Decisão evitou a reprovação da autora em disciplina da UFSCar


A 2ª Vara Federal de São Carlos/SP concedeu a uma estudante de Engenharia Química da Universidade Federal de São Carlos (UFSCar) o direito ao Regime de Exercícios Domiciliares, que permite a alunos impossibilitados de frequentar as aulas por motivo de saúde compensar as ausências por meio de atividades realizadas em casa.

A sentença do juiz federal Érico Antonini, em mandado de segurança, possibilitou à universitária prosseguir com todas as disciplinas que estava cursando, incluindo a prova final da matéria Física Experimental, anteriormente negada pela instituição de ensino.

A autora relatou que, em junho deste ano, solicitou o afastamento do curso por 30 dias devido a transtorno de ansiedade generalizada e depressão. Segundo informou, a UFSCar comunicou que ela seria automaticamente suspensa da disciplina Física Experimental, considerada incompatível com o Regime de Exercícios Domiciliares.

A aluna argumentou que a medida administrativa foi desproporcional, uma vez que já havia concluído todas as atividades práticas e laboratoriais da disciplina, restando pendente apenas a avaliação teórica final.

Com o pedido negado administrativamente, a universitária acionou a Justiça Federal. Decisão liminar determinou a realização da avaliação teórica na residência da estudante ou em data posterior ao término do afastamento médico.

A UFSCar sustentou que a disciplina Física Experimental é constituída por atividades práticas e experimentais e está sujeita às exigências previstas no regimento geral da instituição.

Ao analisar o mérito do processo, o juiz federal entendeu que a aluna cumpriu integralmente as atividades laboratoriais. Assim, a aplicação automática e inflexível do regimento interno desconsiderou as peculiaridades do caso concreto e configurou ato desprovido de razoabilidade.

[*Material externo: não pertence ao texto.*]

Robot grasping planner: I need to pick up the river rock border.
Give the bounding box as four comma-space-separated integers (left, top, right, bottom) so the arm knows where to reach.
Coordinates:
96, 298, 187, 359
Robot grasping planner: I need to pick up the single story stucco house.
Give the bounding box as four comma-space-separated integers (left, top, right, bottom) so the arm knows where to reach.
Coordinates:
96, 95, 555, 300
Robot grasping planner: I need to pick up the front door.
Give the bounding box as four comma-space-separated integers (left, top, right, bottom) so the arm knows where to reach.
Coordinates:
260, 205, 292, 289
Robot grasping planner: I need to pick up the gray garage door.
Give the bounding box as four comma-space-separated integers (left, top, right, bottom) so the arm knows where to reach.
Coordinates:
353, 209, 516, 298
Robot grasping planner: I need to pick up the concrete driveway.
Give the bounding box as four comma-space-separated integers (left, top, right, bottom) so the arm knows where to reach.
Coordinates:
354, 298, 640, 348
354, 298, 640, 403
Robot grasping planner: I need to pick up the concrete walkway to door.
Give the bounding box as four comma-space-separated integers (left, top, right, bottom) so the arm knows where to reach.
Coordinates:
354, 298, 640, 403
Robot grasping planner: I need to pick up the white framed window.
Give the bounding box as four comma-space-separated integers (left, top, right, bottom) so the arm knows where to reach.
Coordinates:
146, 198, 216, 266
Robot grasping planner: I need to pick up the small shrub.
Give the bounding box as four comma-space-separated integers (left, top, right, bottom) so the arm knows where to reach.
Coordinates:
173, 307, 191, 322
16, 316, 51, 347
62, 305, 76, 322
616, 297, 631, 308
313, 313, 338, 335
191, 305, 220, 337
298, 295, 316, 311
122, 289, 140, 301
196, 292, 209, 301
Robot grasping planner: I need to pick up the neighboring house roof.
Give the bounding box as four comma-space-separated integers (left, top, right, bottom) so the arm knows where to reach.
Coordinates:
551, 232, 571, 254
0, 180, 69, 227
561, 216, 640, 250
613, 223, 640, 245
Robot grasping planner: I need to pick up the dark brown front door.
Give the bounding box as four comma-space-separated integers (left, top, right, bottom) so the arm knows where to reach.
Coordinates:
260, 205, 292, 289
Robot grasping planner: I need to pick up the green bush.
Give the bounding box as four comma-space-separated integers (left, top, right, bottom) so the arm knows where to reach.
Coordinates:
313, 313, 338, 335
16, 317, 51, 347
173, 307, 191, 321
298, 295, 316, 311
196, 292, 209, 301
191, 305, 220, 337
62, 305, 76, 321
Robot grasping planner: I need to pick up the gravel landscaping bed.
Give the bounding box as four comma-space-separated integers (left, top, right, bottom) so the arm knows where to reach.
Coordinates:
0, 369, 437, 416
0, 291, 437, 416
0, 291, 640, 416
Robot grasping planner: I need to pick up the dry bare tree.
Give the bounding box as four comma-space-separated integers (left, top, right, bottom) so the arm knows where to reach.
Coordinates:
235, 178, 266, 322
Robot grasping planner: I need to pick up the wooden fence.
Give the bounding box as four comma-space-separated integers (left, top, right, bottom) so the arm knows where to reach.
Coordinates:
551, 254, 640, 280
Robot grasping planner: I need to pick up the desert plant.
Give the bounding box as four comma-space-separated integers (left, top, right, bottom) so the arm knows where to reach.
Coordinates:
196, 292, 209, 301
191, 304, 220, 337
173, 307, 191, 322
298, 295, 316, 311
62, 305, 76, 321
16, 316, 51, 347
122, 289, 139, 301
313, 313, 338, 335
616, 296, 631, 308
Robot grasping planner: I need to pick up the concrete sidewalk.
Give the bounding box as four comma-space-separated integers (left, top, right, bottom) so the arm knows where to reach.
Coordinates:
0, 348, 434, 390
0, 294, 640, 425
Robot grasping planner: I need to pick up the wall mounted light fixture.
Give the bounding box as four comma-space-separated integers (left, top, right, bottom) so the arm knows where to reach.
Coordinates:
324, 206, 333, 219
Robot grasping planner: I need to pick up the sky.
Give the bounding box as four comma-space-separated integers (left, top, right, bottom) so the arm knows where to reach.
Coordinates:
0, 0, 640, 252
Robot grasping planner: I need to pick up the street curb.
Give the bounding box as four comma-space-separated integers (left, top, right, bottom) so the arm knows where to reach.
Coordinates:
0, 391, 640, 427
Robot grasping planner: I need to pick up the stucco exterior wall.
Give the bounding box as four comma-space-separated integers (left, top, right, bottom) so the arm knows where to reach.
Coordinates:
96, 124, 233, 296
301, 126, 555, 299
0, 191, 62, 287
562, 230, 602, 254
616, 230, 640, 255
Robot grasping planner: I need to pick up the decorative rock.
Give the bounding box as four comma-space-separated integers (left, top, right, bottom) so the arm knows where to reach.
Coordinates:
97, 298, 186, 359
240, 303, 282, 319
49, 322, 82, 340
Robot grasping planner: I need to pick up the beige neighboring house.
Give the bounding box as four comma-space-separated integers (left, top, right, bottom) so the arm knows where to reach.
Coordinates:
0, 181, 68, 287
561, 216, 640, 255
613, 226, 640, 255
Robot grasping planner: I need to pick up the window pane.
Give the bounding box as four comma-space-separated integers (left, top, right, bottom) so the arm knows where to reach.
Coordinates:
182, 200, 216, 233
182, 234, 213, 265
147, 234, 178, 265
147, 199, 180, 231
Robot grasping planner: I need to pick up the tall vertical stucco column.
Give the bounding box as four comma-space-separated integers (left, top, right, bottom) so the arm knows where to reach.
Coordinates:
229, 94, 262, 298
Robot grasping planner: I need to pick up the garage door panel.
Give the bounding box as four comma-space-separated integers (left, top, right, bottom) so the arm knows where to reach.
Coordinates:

O magistrado afirmou que a Administração Pública, embora vinculada ao princípio da legalidade, não pode se valer de uma interpretação literal de norma para produzir resultado injusto e que viola direitos fundamentais.

“A situação impõe à estudante um dilema insuperável: ou descumpre a recomendação médica e arrisca a própria saúde ou a acata e sofre um prejuízo acadêmico desproporcional, com a reprovação em uma disciplina praticamente concluída”, avaliou.

A sentença confirmou a liminar anteriormente concedida e determinou à universidade que se abstenha de impor qualquer forma de prejuízo acadêmico à aluna em decorrência do exercício do direito reconhecido judicialmente.